Beer making: A clay slurry is added to beer to serve as a “fining” agent. In other words, adding bentonite to beer will remove the very small particles of yeast, tannin and other protein-based solids from the liquid. These small particles make the drink look hazy and most of the drinking public likes bright, clear beer. The use seems straightforward based on several Internet articles. Add the powdered clay to water, shake or use a blender to sheer the bentonite (sound familiar?), let the solution hydrate for several hours and then add to the beer. The negatively charged bentonite attracts the positively charged particles that make the liquid cloudy. The relatively heavy gel sinks to the bottom of the container, stripping the offending material from the beer. Just so the oenophiles in the bunch don’t feel left out, wine is also clarified in the same manner.

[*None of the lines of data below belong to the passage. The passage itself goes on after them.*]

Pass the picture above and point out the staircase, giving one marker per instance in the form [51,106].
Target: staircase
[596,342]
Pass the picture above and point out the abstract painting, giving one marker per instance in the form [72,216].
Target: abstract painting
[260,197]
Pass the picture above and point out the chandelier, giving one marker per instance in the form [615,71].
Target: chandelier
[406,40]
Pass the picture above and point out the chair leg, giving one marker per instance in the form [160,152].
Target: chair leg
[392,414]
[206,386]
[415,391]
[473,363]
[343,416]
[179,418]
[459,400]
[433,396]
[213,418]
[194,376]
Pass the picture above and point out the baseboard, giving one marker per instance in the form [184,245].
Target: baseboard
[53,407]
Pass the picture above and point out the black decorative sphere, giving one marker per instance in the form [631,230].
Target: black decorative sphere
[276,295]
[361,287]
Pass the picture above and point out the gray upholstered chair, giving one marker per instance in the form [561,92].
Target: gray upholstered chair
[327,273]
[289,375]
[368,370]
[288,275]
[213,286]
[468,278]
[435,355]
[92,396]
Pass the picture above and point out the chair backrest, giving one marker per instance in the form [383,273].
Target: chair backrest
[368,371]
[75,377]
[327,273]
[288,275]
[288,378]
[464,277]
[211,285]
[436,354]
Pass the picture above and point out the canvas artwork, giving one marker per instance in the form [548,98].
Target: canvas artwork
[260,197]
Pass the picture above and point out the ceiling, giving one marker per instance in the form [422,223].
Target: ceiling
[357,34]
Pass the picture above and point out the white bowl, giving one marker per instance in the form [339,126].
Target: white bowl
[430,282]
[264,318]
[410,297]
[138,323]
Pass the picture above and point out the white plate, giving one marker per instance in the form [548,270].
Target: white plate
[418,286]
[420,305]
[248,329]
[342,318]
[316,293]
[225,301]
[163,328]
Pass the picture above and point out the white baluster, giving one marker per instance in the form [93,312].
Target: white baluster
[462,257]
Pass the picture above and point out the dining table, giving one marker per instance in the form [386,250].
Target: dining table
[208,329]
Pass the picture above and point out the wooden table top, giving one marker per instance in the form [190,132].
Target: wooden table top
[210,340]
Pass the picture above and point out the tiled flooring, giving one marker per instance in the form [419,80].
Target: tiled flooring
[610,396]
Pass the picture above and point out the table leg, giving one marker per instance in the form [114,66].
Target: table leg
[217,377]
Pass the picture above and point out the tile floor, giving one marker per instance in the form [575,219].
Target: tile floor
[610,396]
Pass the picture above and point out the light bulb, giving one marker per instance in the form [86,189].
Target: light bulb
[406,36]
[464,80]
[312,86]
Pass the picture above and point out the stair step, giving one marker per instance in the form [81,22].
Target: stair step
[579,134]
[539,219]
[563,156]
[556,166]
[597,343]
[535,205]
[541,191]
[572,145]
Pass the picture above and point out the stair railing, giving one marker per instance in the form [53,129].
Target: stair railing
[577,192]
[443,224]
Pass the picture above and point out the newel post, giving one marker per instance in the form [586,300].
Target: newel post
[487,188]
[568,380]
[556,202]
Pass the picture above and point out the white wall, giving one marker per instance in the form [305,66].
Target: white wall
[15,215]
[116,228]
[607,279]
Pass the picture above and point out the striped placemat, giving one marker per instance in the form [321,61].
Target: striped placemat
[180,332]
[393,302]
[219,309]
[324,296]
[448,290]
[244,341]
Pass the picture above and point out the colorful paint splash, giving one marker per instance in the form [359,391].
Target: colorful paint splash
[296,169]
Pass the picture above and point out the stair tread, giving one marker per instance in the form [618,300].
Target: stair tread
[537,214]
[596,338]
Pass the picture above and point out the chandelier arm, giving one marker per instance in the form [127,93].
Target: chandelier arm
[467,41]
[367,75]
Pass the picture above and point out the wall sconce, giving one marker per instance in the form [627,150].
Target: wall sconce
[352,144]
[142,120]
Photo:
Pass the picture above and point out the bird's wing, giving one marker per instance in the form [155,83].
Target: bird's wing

From beer to bricks, from kitty litter to asphalt, bentonite serves a lot of industries beyond drilling. Source: iStock photos
Thickening agent: Bentonite clay is used as a thickening agent in many everyday products, including water-based paint and coatings, adhesives, polishes and latex/rubber products.

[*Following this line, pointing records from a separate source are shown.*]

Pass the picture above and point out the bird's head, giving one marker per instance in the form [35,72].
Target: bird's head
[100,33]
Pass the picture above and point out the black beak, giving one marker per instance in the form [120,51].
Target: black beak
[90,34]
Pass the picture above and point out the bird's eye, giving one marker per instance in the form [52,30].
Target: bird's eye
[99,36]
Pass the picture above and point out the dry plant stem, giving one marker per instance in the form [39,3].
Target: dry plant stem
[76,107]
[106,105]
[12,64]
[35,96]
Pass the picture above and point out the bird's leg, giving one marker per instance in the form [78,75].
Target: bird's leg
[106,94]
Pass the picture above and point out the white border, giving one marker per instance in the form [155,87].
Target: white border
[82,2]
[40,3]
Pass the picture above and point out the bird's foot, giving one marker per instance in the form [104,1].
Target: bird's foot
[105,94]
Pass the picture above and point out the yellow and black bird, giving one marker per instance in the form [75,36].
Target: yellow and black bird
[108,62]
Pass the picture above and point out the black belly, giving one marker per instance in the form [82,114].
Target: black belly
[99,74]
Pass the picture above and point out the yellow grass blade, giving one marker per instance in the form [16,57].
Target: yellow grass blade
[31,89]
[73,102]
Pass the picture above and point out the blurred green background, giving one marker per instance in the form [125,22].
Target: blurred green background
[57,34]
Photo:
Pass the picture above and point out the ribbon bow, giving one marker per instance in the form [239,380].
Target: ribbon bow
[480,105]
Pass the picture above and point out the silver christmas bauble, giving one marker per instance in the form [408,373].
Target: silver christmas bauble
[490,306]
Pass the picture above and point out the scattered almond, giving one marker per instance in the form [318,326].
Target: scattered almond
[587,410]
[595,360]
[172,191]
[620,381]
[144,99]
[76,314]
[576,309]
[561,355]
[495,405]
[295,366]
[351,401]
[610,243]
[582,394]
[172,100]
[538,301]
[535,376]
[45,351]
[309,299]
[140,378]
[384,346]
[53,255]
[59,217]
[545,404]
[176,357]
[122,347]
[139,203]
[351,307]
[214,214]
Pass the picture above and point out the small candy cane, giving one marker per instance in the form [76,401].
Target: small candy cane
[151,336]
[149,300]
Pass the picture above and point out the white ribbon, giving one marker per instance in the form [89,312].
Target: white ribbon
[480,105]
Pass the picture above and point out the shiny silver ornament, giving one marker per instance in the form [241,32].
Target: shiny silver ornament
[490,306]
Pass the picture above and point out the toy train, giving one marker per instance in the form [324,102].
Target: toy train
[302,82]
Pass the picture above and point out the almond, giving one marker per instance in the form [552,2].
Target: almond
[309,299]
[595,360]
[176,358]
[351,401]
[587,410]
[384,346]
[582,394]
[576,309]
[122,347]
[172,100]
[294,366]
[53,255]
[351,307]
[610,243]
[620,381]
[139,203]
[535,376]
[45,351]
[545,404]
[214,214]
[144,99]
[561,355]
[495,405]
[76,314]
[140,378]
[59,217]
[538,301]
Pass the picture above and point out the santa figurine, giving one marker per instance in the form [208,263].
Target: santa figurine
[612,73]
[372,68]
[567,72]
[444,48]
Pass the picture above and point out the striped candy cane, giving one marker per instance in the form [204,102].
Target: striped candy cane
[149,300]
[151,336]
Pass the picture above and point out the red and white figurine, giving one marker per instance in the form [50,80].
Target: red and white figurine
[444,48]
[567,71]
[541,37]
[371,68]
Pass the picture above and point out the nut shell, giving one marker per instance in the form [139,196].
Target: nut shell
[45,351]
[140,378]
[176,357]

Binder: Bentonite is added to bind the graphite material for “lead” pencils. Flux agents for welding rods are bonded to the rods using bentonite clay. Bentonite is used to bind animal feed and reduces the speed at which food moves through the animal’s digestive system.

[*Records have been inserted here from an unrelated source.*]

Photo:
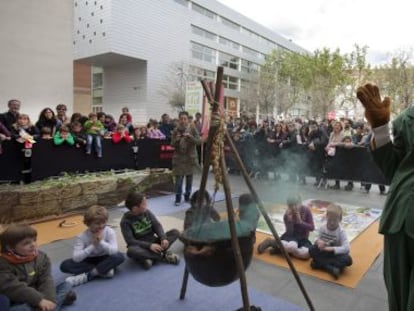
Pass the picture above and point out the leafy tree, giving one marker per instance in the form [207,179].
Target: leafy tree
[397,79]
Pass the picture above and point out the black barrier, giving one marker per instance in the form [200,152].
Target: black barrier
[47,160]
[354,164]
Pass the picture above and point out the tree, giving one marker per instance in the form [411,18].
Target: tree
[397,79]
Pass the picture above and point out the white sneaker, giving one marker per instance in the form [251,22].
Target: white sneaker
[76,280]
[110,274]
[172,258]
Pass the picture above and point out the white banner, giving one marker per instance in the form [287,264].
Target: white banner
[193,97]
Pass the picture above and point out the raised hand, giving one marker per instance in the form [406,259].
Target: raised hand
[377,112]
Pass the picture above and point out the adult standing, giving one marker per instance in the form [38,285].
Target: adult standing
[166,127]
[184,138]
[395,159]
[10,117]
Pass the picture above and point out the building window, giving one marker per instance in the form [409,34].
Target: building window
[203,53]
[250,52]
[197,73]
[182,2]
[230,82]
[249,67]
[229,43]
[203,11]
[229,61]
[203,33]
[230,24]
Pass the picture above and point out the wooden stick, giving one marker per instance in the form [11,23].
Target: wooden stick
[267,218]
[233,234]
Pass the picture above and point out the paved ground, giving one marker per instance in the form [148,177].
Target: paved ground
[370,293]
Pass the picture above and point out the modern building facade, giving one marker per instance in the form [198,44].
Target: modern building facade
[36,54]
[136,42]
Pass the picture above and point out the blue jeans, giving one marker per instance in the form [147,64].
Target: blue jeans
[96,140]
[61,291]
[179,187]
[102,264]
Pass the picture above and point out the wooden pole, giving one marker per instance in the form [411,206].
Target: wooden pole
[267,218]
[233,234]
[206,165]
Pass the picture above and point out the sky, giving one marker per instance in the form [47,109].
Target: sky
[385,27]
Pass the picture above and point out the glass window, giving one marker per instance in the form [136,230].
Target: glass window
[249,67]
[199,9]
[203,53]
[230,23]
[182,2]
[197,73]
[228,60]
[203,33]
[230,43]
[230,82]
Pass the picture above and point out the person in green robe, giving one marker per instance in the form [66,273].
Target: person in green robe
[395,157]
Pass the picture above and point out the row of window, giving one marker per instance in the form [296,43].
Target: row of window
[225,21]
[207,54]
[197,73]
[212,36]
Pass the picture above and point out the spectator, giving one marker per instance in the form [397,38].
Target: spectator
[4,135]
[125,110]
[24,131]
[109,124]
[154,132]
[61,114]
[63,136]
[121,134]
[46,133]
[10,117]
[48,119]
[93,129]
[184,139]
[78,134]
[123,119]
[166,127]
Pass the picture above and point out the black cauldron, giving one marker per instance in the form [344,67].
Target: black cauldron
[212,263]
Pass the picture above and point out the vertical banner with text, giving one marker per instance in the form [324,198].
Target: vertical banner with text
[193,97]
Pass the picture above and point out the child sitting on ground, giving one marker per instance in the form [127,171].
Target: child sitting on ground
[25,279]
[144,235]
[331,249]
[95,253]
[298,221]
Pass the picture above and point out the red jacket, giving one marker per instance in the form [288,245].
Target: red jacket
[116,137]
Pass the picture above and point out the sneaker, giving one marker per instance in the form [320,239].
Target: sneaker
[76,280]
[70,298]
[315,265]
[334,271]
[261,248]
[147,264]
[172,258]
[109,275]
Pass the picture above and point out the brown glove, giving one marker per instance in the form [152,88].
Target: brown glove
[377,112]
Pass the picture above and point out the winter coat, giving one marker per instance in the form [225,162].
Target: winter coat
[185,161]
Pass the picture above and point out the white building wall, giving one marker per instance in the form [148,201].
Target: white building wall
[125,86]
[36,54]
[158,33]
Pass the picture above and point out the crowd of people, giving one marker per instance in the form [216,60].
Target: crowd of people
[269,138]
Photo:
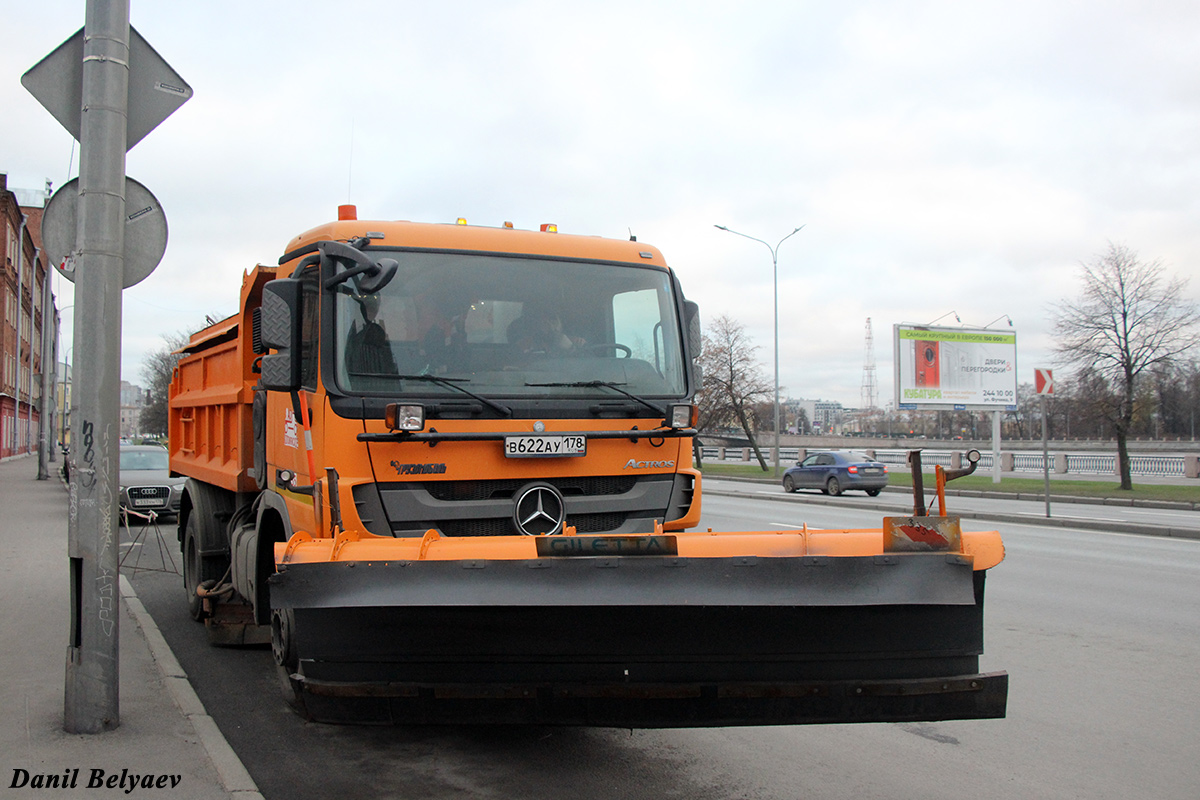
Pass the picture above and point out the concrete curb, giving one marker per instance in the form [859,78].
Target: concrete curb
[234,777]
[1014,518]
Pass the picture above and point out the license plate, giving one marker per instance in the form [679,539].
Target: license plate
[545,446]
[604,546]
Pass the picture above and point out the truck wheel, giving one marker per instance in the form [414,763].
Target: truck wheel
[193,576]
[283,650]
[198,569]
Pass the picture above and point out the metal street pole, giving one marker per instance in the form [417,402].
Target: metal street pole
[774,275]
[46,427]
[91,697]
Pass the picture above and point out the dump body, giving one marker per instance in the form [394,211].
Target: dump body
[450,468]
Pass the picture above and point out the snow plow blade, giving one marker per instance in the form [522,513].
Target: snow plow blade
[636,642]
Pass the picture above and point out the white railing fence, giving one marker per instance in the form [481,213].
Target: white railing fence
[1165,465]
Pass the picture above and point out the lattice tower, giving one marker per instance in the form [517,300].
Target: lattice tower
[870,389]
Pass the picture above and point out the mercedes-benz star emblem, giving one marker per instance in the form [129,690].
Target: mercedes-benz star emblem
[539,510]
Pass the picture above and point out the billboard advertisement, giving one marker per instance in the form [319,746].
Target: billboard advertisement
[954,368]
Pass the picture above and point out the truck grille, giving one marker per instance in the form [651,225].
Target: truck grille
[594,504]
[583,523]
[503,489]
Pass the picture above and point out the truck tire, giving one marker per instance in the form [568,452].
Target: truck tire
[286,661]
[209,512]
[196,570]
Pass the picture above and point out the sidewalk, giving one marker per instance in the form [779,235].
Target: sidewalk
[165,732]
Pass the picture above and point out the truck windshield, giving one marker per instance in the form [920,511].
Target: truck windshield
[509,326]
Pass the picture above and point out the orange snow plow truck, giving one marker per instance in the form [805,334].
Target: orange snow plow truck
[448,471]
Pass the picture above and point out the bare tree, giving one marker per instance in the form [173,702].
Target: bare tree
[156,372]
[1128,319]
[733,380]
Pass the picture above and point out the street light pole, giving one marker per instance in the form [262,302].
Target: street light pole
[774,275]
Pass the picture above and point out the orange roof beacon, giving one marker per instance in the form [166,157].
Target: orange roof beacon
[448,471]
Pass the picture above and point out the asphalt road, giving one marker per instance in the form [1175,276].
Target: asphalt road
[1101,633]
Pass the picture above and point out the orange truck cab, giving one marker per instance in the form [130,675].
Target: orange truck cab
[448,470]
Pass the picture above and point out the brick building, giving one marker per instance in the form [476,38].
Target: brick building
[24,270]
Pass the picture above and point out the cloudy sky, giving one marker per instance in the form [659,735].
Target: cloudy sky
[941,156]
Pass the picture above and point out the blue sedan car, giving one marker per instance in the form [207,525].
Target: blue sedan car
[837,471]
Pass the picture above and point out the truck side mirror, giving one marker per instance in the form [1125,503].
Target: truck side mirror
[281,332]
[695,336]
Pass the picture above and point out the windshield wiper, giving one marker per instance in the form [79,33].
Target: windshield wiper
[606,384]
[453,383]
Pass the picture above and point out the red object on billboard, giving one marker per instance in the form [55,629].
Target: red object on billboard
[1043,382]
[928,364]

In addition to the above, bentonite clay is used in the following products and industries:
• Iron ore
• Paper manufacturing
• Pond sealing
• Medical – potential blood clotting compound
• Absorbent – “oil dry” and kitty litter
As I researched the uses of bentonite outside of the drilling industry, most of what I found made sense. I could see how the properties of this naturally occurring clay would be useful in a variety of industries. However, I was very surprised to see bentonite used as an internal health supplement.
The Internet is awash in articles detailing the detoxifying benefits of bentonite. Apparently, the negatively charged clay particles remove toxins from our body and provide for “improved intestinal regularity; relief from chronic constipation, diarrhea, indigestion, and ulcers; a surge in physical energy; clearer complexion; brighter, whiter eyes; enhanced alertness; emotional uplift; improved tissue and gum repair; and increased resistance to infections,” according to the website www.aboutclay.com. All you need to do is mix some bentonite with water and drink up. If drinking clay does not sound like fun, there are pre-mixed liquid and capsule versions available. Wow, you can’t make this stuff up. Who would have known that the clay we use to drill holes could be used to make us healthier? Just go to the Internet and type “bentonite detox” into any of the search engines and you will be amazed at the number of sites that champion the benefits of drinking clay.
My first interaction with bentonite was over 30 years ago when I was fresh out of college. We were drilling a test hole near Stephenville, Texas. I marveled at how a relatively small amount of clay turned fresh water into a high viscosity/high gel strength drilling fluid. Most of us in the drilling industry knew that this clay had many uses. However, it was a surprise to me that bentonite could be used internally. Please note, however, I am not encouraging/endorsing anyone going out to the shop, taking bentonite from a bag of drilling fluid and mixing a bentonite cocktail. I am sure (and hope) that the material sold for “internal cleansing” is different than what’s in a bag of gel. Like I said earlier, “who knew?”